O “efeito gangorra”, conforme registrado neste espaço (O Hoje, 06.10.2022), parece ter aberto espaço para uma redução continuada da produção, conforme sugerem os dados da mais recente pesquisa mensal sobre a produção industrial, conduzida pelo Instituto Brasileiro de Geografia e Estatística (IBGE). A produção no setor, que já havia experimentado recuo de 0,7% na saída de julho para agosto, voltou a anotar baixa em idêntica intensidade, numa queda de 0,7% na passagem de agosto para setembro, já descontados fatores sazonais. Na visão do Instituto de Estudos para o Desenvolvimento Industrial (Iedi), “este é um sinal de que a oscilação entre altas e baixas, que vimos na virada do semestre, pode estar dando lugar a uma nova sequência de declínios”.

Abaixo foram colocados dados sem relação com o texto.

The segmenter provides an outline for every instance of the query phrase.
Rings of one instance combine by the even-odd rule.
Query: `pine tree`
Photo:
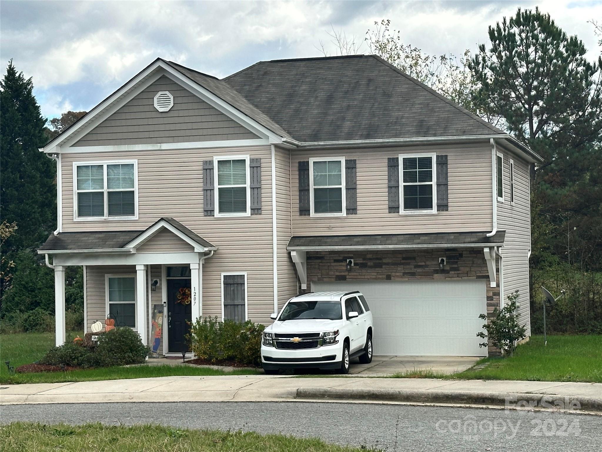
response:
[[[18,229],[4,254],[39,246],[55,228],[55,164],[38,151],[46,143],[45,120],[31,78],[12,60],[0,81],[0,216]]]

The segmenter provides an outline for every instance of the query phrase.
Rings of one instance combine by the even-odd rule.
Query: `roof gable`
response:
[[[167,91],[173,106],[160,111],[155,96]],[[74,146],[187,143],[259,137],[202,100],[182,85],[162,75],[82,137]]]
[[[262,61],[225,80],[300,142],[504,133],[374,55]]]

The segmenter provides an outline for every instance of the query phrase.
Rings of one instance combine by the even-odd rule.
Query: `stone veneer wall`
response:
[[[445,258],[443,269],[439,259]],[[353,260],[353,267],[347,271],[347,261]],[[417,279],[449,278],[487,280],[487,315],[500,306],[499,269],[497,287],[489,284],[489,272],[482,249],[424,250],[380,251],[373,252],[312,251],[307,253],[308,287],[312,281],[349,281],[353,280],[408,281]],[[309,289],[307,290],[309,292]],[[488,354],[500,355],[499,349],[491,344]]]

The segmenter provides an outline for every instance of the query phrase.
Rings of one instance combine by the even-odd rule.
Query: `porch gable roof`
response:
[[[476,248],[501,246],[506,231],[491,237],[486,232],[428,233],[419,234],[372,234],[346,236],[295,236],[287,250],[291,251],[336,251],[403,250],[421,248]]]
[[[146,229],[135,231],[93,231],[60,232],[51,234],[38,250],[38,253],[107,253],[129,251],[164,227],[188,242],[193,242],[205,250],[217,250],[202,237],[179,221],[170,218],[160,218]]]

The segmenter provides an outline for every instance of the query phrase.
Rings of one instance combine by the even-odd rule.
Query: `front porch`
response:
[[[203,263],[216,250],[171,218],[144,231],[51,236],[39,253],[55,272],[56,345],[65,342],[65,266],[81,265],[86,332],[110,317],[137,331],[154,354],[181,354],[186,321],[202,312]]]

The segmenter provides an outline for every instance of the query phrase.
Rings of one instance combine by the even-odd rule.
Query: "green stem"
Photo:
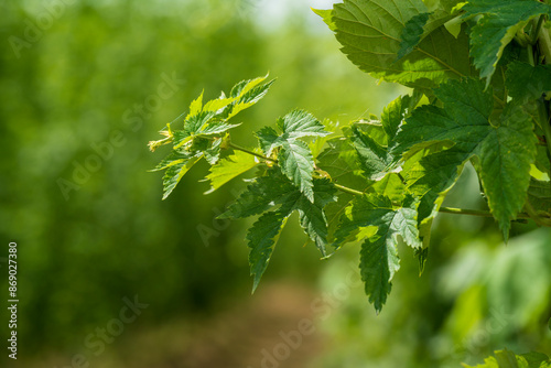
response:
[[[471,215],[478,217],[494,217],[491,213],[488,210],[478,210],[478,209],[464,209],[464,208],[452,208],[452,207],[440,207],[440,212],[444,214],[454,214],[454,215]],[[518,214],[517,219],[520,218],[531,218],[528,214]]]
[[[262,159],[264,161],[278,163],[278,160],[273,160],[273,159],[267,158],[267,156],[264,156],[264,155],[262,155],[260,153],[252,152],[250,150],[247,150],[246,148],[242,148],[240,145],[234,144],[231,142],[228,143],[228,147],[233,148],[234,150],[237,150],[237,151],[241,151],[241,152],[245,152],[245,153],[248,153],[248,154],[252,154],[253,156],[257,156],[257,158]]]
[[[545,143],[548,145],[548,156],[551,158],[551,125],[543,97],[538,101],[538,113],[541,129],[543,129],[543,137],[545,137]]]
[[[545,21],[545,15],[540,15],[540,19],[538,20],[538,24],[536,25],[536,29],[531,34],[532,40],[530,41],[530,44],[534,45],[536,43],[538,43],[538,37],[540,36],[540,30],[541,30],[541,26],[543,25],[544,21]]]
[[[339,190],[341,192],[344,192],[344,193],[348,193],[348,194],[354,194],[354,195],[364,195],[364,193],[359,192],[359,191],[356,191],[356,190],[353,190],[353,188],[349,188],[347,186],[344,186],[344,185],[341,185],[341,184],[333,184],[335,185],[335,187],[337,190]]]
[[[528,54],[528,63],[530,63],[531,66],[536,66],[534,59],[533,59],[533,47],[531,44],[528,44],[526,46],[526,51]]]
[[[270,162],[273,162],[273,163],[278,163],[277,160],[273,160],[273,159],[267,158],[264,155],[261,155],[259,153],[252,152],[250,150],[247,150],[247,149],[245,149],[242,147],[239,147],[237,144],[234,144],[231,142],[228,143],[228,147],[233,148],[234,150],[238,150],[238,151],[242,151],[245,153],[252,154],[252,155],[255,155],[255,156],[257,156],[259,159],[262,159],[264,161],[270,161]],[[401,178],[403,180],[403,177],[401,177]],[[347,186],[344,186],[344,185],[341,185],[341,184],[333,183],[333,185],[335,185],[335,187],[337,190],[339,190],[341,192],[343,192],[343,193],[348,193],[348,194],[352,194],[352,195],[364,195],[363,192],[353,190],[350,187],[347,187]],[[440,212],[441,213],[445,213],[445,214],[455,214],[455,215],[471,215],[471,216],[479,216],[479,217],[493,217],[493,215],[489,212],[487,212],[487,210],[477,210],[477,209],[440,207]],[[527,214],[519,214],[517,216],[517,218],[518,219],[530,218],[530,216],[528,216]]]
[[[545,28],[541,28],[538,37],[540,52],[545,56],[545,64],[551,64],[551,39]]]

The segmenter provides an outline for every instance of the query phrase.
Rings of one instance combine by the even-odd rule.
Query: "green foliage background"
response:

Os sinais, no entanto, são de uma piora qualitativa no desempenho industrial entre agosto e setembro, conforme anota ainda o mesmo Iedi, sempre com base nos números apurados pelo IBGE. Houve uma “piora quanto à amplitude setorial no resultado mais recente”, aponta o Iedi, mostrando que, em agosto, perto de 35% dos 26 ramos industriais investigados pelo IBGE haviam apresentado números negativos na comparação com julho. Essa proporção saltou para 81% em setembro, quando 21 daqueles ramos ficaram no vermelho e apenas cinco apresentaram crescimento.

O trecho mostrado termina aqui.